Donna Adelson appeared Tuesday afternoon before Judge Stephen Everett in case management in advance of her scheduled June 2025 trial for the murder of her former son-in-law, FSU law professor Dan Markel.
Just one block away, a new bill inspired by his tragic story is again making its way through the Florida Legislature.
The timing of these two events is bittersweet.
The Markel case unfolds like a Shakespearean tragedy. Two innocent children lost their father in a cold-blooded murder carried out by hitmen hired by members of their mother’s family. The motive bears a terrible irony: their mother, Wendi Adelson, and their maternal grandparents desperately wanted her and the children to relocate to South Florida, despite a rigid court ruling that the boys must remain with Markel in Tallahassee. Within days of his murder, Wendi executed precisely what she and her mother had long wanted – she moved them into Donna’s Miami Beach condo. She spent considerable time with her brother, Charlie Adelson. For the next ten years, these two children, now teenagers, were raised by the very people law enforcement says orchestrated their father’s murder.

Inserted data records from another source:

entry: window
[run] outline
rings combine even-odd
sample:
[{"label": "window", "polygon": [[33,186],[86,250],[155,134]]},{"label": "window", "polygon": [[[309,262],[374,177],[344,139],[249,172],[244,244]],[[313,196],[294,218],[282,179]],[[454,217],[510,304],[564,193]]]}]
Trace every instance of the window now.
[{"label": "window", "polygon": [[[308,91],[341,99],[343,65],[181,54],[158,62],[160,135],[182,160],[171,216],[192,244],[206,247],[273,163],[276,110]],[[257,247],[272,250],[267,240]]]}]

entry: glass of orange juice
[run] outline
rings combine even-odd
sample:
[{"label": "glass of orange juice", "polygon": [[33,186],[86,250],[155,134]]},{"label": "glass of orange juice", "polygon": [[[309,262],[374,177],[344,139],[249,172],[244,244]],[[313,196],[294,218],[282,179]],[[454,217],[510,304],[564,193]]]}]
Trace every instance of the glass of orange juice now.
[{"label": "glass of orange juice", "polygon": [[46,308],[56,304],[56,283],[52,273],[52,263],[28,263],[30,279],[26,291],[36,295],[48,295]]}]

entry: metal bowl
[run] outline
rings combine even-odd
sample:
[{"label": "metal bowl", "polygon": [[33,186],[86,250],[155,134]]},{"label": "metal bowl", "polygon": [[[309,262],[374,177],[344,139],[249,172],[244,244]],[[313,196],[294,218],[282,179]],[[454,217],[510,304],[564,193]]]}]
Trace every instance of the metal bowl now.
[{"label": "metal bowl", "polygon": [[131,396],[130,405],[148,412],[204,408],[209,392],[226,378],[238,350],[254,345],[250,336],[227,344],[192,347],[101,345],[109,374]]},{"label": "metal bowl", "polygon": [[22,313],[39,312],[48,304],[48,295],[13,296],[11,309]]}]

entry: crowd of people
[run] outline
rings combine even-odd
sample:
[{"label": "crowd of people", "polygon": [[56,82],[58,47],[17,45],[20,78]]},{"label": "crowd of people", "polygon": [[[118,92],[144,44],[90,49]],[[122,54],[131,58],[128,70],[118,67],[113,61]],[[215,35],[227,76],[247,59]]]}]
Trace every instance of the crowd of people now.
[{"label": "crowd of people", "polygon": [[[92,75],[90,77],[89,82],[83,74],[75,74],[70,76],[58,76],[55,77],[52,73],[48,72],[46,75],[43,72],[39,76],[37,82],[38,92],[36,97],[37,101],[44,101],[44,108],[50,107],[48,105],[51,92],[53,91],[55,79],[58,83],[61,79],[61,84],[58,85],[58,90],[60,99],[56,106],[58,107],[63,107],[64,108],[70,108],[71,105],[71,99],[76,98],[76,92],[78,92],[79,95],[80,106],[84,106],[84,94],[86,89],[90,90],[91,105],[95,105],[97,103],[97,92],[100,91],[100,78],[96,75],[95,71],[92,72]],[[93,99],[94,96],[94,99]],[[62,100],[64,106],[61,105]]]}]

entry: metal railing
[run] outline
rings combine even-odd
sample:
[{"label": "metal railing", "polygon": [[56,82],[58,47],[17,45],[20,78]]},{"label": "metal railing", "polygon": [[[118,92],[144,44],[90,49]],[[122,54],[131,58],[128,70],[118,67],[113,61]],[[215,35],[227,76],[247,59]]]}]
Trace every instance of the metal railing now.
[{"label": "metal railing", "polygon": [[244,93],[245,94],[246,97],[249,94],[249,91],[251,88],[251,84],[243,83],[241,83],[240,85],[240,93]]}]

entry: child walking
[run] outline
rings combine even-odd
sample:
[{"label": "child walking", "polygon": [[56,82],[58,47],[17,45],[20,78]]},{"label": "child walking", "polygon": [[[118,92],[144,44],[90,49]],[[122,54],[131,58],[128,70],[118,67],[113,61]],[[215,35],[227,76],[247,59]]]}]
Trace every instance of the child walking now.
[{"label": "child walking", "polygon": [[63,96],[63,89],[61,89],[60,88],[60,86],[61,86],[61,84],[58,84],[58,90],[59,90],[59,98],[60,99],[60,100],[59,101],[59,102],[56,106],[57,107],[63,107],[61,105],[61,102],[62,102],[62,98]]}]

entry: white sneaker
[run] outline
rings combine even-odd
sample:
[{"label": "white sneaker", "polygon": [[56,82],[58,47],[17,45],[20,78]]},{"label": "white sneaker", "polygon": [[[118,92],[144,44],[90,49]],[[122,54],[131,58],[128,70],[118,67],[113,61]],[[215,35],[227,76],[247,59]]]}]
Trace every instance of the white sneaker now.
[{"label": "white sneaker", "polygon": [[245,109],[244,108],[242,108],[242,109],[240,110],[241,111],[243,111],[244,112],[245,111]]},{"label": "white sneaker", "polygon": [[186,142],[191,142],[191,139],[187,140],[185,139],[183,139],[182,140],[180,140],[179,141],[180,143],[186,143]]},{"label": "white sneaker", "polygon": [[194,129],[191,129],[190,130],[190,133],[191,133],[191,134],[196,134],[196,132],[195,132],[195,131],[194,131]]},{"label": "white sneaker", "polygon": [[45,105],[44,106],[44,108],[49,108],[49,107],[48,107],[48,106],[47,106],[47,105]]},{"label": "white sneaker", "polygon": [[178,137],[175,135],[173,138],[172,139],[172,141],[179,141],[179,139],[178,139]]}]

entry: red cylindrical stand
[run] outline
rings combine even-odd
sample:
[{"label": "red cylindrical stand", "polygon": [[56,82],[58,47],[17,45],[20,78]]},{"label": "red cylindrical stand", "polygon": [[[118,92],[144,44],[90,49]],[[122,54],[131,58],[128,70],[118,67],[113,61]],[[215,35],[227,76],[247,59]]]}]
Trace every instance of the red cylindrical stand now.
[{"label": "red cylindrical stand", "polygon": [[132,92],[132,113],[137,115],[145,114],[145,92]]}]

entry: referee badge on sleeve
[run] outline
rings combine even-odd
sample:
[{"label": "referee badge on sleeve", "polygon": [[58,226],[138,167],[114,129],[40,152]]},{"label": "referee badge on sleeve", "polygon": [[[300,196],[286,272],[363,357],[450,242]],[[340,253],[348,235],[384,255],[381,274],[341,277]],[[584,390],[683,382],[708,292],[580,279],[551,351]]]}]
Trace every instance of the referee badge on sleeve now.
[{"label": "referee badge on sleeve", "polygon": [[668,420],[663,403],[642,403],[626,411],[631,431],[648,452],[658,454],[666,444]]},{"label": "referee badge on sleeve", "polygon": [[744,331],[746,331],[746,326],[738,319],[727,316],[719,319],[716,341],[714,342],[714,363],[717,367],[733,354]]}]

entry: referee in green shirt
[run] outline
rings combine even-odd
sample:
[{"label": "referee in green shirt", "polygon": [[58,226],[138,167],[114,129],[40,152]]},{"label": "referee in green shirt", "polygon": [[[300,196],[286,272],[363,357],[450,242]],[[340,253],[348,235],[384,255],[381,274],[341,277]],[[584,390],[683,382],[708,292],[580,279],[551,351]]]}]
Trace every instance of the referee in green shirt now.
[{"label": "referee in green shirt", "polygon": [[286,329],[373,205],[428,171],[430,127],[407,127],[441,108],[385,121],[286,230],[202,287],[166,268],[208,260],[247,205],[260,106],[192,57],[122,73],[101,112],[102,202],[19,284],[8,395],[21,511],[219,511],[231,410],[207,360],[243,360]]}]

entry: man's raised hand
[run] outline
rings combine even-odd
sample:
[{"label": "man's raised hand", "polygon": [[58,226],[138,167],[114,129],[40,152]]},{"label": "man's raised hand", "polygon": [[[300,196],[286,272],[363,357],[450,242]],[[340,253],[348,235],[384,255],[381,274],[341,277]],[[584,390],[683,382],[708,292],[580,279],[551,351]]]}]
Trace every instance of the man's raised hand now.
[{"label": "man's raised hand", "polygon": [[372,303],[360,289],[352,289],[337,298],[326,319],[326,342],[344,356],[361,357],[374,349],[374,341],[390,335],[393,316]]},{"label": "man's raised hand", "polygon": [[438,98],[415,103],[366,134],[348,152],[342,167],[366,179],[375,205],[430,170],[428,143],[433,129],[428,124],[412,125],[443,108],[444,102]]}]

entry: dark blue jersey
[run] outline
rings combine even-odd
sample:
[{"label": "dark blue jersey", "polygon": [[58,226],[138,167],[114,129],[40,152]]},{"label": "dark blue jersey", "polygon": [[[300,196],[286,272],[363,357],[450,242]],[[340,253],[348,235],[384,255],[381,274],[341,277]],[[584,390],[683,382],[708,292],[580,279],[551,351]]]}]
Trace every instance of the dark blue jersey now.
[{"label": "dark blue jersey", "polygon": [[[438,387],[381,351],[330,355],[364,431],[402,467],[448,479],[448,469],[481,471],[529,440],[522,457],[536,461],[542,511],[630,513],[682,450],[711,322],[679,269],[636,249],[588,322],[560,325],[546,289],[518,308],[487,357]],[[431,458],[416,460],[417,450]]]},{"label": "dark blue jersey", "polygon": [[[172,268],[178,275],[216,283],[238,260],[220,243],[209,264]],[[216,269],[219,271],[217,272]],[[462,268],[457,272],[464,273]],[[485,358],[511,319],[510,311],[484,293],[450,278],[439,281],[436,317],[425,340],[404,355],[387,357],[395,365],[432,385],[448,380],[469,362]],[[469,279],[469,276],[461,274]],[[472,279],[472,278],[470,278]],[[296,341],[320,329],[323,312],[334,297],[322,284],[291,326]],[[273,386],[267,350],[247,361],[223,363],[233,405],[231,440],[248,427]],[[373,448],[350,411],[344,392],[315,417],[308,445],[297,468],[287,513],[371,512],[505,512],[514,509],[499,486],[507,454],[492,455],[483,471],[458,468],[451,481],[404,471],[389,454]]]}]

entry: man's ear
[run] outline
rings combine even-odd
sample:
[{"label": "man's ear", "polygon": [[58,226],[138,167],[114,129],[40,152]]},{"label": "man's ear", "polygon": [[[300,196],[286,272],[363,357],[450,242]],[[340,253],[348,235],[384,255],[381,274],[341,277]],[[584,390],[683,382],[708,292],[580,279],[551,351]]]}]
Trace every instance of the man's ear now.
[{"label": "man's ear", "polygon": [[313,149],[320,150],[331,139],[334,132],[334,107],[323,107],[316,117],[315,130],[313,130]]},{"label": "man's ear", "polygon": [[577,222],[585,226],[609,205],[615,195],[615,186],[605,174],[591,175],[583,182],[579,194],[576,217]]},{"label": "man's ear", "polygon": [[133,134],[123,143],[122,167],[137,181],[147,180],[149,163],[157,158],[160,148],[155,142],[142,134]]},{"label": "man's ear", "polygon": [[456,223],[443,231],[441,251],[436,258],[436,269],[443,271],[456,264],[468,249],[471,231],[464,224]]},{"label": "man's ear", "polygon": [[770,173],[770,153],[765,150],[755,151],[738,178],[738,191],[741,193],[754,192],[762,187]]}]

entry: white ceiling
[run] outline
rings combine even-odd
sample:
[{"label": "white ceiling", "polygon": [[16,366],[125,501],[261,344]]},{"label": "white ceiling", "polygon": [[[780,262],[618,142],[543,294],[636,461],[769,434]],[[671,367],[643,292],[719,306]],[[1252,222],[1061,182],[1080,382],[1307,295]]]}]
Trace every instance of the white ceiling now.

Today, Donna awaits trial; Charlie was convicted of first-degree murder in 2023, and Wendi has been named as a co-conspirator.
For most of this painful decade, Markel’s grieving parents were denied all contact with their grandchildren. Wendi severed ties between them when authorities named her family as implicated in the murder and only reinstated limited contact six years later — just hours after the Florida Senate passed the Markel Act in 2023. That bill intended to expand the conditions in which grandparents can petition courts for visitation with grandchildren.
But while remarkable in various details, the basic facts of the Markel case are not isolated.
Grandparent-grandchild relationships are often severed in many different tragic scenarios. Family disputes, legal technicalities, and adversarial custody battles frequently leave children estranged from loving, supportive relatives.
Senate Bill 124 builds upon the Markel Act, expanding legal pathways for grandparents seeking visitation rights under extraordinary circumstances. Specifically, SB 124 applies to families where grandparents have served as primary caregivers for grandchildren, such as when a parent is incarcerated, incapacitated, or abandoned the child. Under current Florida law, a returning parent can unilaterally sever these bonds, removing children from the stability, love, and care they had relied upon. Worse, grandparents have no legal recourse to petition the court for visitation.
“Grandparents and their grandchildren provide each other with so much love and support, and that meaningful bond can become even more important to maintain in the face of unthinkable tragedy. This legislation will expand grandparents’ access to the courts so that the courts may consider if visitation is in the best interest of the overall well-being of the vulnerable children in these difficult situations,” said Sen. Danny Burgess, the bill’s sponsor. “It is my hope that this will provide an opportunity for families who have already lost so much to remain in contact with their loved ones so they may continue to nurture these important relationships.”
Research has consistently demonstrated the importance of extended family relationships in childhood development. The bill underscores the importance of maintaining these connections when it is in the child’s best interest. The bill doesn’t change the conditions courts would ultimately use to decide whether grandparent visitation is in a child’s best interest; it simply allows grandparents to petition their case.
“For families like the Markels, this bill represents more than just another legal reform—it is a step toward healing, justice, and ensuring that no family endures unnecessary suffering due to legal barriers,” said Jared Ross, a Markel family friend and co-director of the grassroots organization Justice for Dan, Inc.
Indeed, for Markel’s mother, Ruth, the process of advocating for the Markel Act became a way to transform grief into action.
“In times of crisis, children deserve the love and stability that extended family can provide, and grandparents offer nurturing, safety, belonging, and community,” Ruth Markel said. “Florida is reinforcing the belief that these family connections matter. This bill will strengthen the lives of children with courage, hope, and renewal. We are deeply grateful to Sen. Burgess for his vision and advocacy.”
One comment
It's Complicated
February 11, 2025 at 12:37 pm
The grandparent’s rights bills are a good, because these are terribly difficult cases to navigate when families come apart – for whatever the reason. Smart of lawmakers to provide the judicial branch with a framework to operate under.